Searching for truth in PHACS

IT is back to the drawing board for the architects of Coffs Harbour City Council’s controversial and ill-fated draft Priority Habitats and Corridors Strategy (PHACS).

A staggering 592 submissions were received when the draft strategy went on exhibition earlier this year and now council staff has been told to go back and ‘ground-truth’ key assumptions within it.

But council’s Director of Land Use, Health and Development Mark Salter denies the revisiting of the PHACS document amounts to an admission that council got the strategy wrong.

“The responses to the strategy showed that there was a lot of concern within the community, particularly in rural areas, that the aerial photography we relied on when drawing up the habitats and corridors was not accurate,” Mr Salter said.

“So what we’re going to do is have people on the ground to validate the aerial images we used and allay the concerns of residents.”

Mr Salter said council staff will work with employees of the Department of Environment, Climate Change and Water to do the ‘ground-truthing’.

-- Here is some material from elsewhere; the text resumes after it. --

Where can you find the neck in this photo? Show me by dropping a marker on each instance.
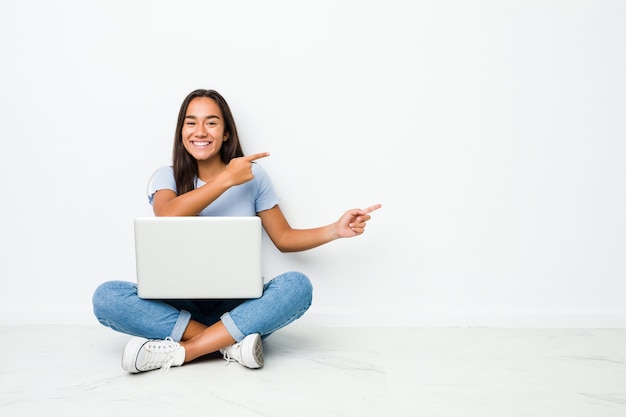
(207, 170)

He said landholders will be contacted shortly.

“The property inspections should start in August and take around three months.

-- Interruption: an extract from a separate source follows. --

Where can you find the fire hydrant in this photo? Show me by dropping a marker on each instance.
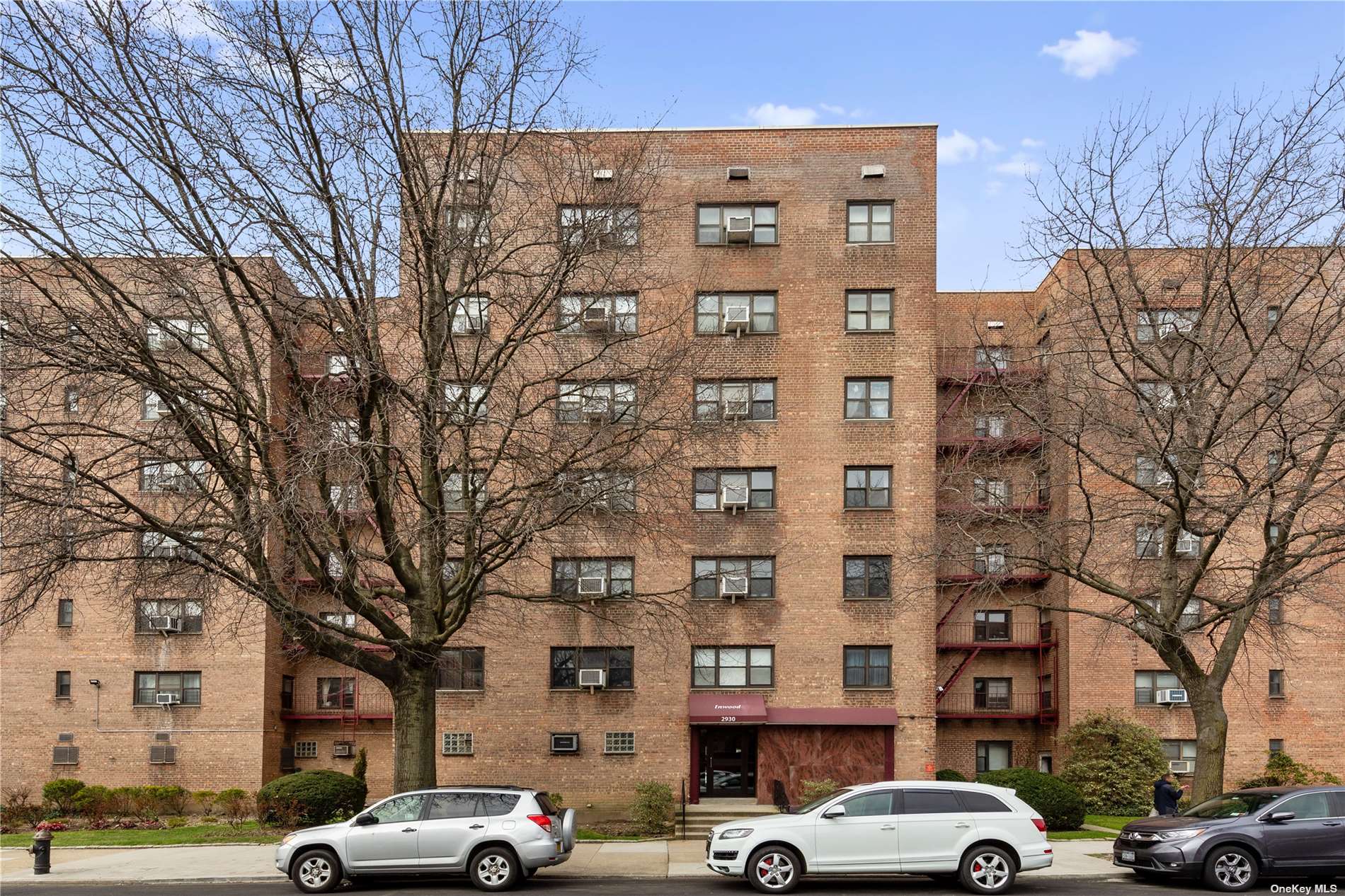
(40, 851)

“We are planning to have the ground surveys finished in November and then we will update the draft strategy and pass it on to councillors for their consideration.”

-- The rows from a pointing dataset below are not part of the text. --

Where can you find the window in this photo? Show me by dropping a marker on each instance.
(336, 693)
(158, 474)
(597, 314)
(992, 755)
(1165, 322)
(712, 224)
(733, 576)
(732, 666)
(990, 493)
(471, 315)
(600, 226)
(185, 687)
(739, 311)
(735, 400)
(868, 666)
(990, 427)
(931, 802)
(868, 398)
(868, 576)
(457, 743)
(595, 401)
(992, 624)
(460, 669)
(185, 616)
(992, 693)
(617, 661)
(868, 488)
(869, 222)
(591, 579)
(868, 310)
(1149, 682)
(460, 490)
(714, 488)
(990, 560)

Mr Salter said the decision to conduct the ground surveys had not been foisted on council by the State Department of Planning (DoP) although in a letter to people who made submissions to the PHACS Mr Salter wrote that ‘following advice from the DoP it was determined to delay a decision on PHACS until further ground surveys had been undertaken to validate the vegetation layer and refine areas considered on high conservation value.